Scientific journal
Научное обозрение. Медицинские науки
ISSN 2500-0780
ПИ №ФС77-57452

THE PREDICTION OF THE PROBABILITY OF SEROMA DEVELOPMENT IN CASE OF ENDOPROSTHESIS REPLACEMENT OF VENTRAL HERNIAS

Vlasov A.V. 1
1 Nizhny Novgorod State Medical Academy
The purpose. To suggest the way of the prediction of the probability of seroma development due to some risk factors in case of endoprosthesis replacement of ventral hernias. Materials and methods. The research included 224 patients, who were operated by “onlay” (220 patients) and “inlay” method (4 patients). To prevent the wound complications in the main group (n= 122) subcutaneous tissue was sewed along and fixed with the vertical P - stitches to the prosthesis and the wound bottom. The wound drainage was performed in 4 patients (3,3 %). In the control group (n=102) there was carried out the drainage and wound layerwise stitch without wide taking and fixation of subcutaneous tissue. Drainage was made in 83 patients (81,4 %). To predict the risks of the seroma development with the dependence model construction there was used extrapolation method – binary logistic regression. Results. In the main group the formation of clinically significant seromas was observed in 9 (7,4 %) patients; in the control group – in 28 (27,5 %) patients (p<0,001). The most appropriate model for the prediction of the risk of seroma development is the cooperation of three factors – the combination of the median and lateral localization of hernia, the presence of cardiovascular diseases and the application of the developed P-stitches in case of wound stitching.
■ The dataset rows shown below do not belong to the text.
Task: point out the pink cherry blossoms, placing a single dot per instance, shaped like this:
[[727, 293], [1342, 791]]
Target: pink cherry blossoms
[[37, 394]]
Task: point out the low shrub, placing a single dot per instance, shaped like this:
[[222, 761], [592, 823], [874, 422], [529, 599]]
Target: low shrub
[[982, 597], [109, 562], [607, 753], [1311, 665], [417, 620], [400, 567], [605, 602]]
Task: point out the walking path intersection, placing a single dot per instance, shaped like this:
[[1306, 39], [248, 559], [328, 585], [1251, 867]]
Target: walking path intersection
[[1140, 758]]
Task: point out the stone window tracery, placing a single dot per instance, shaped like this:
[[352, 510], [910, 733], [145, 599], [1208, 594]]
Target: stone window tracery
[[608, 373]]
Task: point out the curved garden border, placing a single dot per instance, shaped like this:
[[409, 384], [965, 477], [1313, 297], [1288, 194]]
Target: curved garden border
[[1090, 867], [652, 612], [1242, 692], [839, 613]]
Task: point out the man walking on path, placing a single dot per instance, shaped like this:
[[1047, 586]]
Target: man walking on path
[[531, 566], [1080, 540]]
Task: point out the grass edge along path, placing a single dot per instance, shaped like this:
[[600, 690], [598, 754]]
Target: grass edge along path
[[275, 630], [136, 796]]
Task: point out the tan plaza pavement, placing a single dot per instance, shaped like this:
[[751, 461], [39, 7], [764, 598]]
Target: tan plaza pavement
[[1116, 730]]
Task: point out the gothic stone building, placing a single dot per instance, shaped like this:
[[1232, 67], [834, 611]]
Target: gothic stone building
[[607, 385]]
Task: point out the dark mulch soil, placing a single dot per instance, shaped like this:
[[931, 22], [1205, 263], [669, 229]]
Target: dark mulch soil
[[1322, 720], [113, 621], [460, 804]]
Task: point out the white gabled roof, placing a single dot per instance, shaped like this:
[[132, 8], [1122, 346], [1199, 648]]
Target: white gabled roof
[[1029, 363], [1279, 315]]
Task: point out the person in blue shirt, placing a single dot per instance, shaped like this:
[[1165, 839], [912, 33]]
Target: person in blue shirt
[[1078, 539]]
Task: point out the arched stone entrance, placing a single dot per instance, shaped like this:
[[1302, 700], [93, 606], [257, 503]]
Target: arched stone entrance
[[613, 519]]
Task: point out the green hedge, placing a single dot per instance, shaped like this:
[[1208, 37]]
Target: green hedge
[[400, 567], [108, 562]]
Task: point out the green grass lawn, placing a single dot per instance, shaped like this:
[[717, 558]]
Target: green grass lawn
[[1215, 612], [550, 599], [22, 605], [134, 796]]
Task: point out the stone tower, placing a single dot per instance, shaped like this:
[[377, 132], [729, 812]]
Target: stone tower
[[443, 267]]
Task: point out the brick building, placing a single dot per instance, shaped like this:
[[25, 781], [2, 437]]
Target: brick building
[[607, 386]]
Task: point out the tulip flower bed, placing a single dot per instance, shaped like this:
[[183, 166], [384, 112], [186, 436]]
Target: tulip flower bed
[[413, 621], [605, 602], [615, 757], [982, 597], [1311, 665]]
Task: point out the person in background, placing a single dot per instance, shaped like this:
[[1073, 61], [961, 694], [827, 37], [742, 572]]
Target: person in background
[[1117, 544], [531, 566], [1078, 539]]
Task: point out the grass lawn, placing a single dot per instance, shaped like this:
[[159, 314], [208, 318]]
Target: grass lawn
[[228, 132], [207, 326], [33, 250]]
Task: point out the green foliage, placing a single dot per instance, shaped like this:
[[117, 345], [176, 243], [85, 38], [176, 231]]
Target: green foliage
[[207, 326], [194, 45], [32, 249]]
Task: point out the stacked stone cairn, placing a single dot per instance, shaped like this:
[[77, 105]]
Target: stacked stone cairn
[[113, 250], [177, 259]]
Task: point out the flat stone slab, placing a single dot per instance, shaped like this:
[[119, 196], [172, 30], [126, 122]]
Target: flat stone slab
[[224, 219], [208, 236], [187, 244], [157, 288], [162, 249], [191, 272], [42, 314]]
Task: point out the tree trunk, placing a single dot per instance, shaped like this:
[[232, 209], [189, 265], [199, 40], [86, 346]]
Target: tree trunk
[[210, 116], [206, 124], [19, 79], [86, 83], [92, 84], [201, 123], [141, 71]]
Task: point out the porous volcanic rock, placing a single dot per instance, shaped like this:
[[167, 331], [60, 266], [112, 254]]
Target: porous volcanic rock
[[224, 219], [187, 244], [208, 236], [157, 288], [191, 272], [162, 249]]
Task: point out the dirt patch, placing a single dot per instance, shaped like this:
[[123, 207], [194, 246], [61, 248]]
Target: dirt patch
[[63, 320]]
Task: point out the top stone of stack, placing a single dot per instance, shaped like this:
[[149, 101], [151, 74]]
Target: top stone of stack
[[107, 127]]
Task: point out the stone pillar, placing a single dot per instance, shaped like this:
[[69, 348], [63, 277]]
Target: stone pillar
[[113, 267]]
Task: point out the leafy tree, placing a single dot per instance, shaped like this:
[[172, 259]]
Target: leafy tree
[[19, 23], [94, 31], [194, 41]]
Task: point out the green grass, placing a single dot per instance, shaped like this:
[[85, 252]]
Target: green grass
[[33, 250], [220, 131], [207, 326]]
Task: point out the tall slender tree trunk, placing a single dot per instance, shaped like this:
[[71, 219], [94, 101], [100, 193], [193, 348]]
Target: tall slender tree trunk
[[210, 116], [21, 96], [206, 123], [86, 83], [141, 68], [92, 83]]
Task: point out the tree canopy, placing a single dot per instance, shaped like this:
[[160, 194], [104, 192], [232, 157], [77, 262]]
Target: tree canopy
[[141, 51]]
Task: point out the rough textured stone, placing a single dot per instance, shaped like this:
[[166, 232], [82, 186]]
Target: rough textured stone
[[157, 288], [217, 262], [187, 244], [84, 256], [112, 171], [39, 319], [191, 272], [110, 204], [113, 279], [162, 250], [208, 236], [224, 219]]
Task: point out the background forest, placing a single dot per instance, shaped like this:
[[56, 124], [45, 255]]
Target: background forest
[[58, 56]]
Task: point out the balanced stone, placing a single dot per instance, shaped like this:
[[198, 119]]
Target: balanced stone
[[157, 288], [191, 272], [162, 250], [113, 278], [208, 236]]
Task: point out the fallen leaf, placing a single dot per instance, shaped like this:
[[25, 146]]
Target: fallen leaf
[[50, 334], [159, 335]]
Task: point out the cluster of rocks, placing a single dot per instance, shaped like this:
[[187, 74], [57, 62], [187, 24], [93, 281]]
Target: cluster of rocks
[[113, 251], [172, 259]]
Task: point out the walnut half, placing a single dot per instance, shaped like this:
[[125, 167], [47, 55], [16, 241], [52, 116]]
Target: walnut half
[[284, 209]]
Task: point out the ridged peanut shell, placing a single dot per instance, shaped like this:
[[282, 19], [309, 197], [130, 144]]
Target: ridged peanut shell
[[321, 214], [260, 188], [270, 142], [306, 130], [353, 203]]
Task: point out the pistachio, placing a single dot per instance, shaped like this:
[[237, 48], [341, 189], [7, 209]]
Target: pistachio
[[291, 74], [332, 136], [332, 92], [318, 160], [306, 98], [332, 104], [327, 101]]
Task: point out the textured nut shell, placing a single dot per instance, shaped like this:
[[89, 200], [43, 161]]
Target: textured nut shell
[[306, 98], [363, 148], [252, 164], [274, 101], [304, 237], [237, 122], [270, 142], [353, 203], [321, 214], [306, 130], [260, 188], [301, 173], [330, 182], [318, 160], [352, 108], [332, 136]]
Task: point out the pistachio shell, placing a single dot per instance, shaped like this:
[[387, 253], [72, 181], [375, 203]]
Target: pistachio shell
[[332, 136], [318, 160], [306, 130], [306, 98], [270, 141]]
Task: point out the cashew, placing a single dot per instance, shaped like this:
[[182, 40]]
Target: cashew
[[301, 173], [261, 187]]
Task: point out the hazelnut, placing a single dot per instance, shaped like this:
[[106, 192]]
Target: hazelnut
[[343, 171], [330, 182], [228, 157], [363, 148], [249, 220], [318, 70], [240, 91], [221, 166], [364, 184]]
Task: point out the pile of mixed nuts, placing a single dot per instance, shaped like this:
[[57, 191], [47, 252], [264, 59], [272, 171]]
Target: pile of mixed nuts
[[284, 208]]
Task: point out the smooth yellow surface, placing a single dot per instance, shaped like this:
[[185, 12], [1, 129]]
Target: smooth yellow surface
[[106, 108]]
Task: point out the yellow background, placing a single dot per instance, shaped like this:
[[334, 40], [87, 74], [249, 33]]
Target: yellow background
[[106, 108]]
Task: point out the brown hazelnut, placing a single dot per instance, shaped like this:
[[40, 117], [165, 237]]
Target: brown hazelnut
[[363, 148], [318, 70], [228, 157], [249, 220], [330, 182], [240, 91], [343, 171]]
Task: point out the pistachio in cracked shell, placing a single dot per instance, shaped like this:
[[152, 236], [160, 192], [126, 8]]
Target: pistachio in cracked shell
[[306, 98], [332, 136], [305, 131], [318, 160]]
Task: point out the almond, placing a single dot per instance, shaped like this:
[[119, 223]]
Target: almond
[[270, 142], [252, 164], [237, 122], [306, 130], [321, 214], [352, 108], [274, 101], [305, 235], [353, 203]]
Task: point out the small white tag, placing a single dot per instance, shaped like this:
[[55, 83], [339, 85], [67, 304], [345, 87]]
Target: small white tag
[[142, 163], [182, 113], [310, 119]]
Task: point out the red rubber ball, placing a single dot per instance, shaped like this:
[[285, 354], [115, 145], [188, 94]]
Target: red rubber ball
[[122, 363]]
Conclusion. The concomitant cardiovascular diseases and the combination of the median and lateral localization of hernia are the significant risk factors for seroma development in case of endoprosthesis development. The effectiveness of vertical P-stiches in case of wound stitching in the prophylaxis of wound complications has been proved not only by the statistic analysis, based on the comparability and comparison of 2 groups, but also by multivariance statistic analysis – binary logistic regression.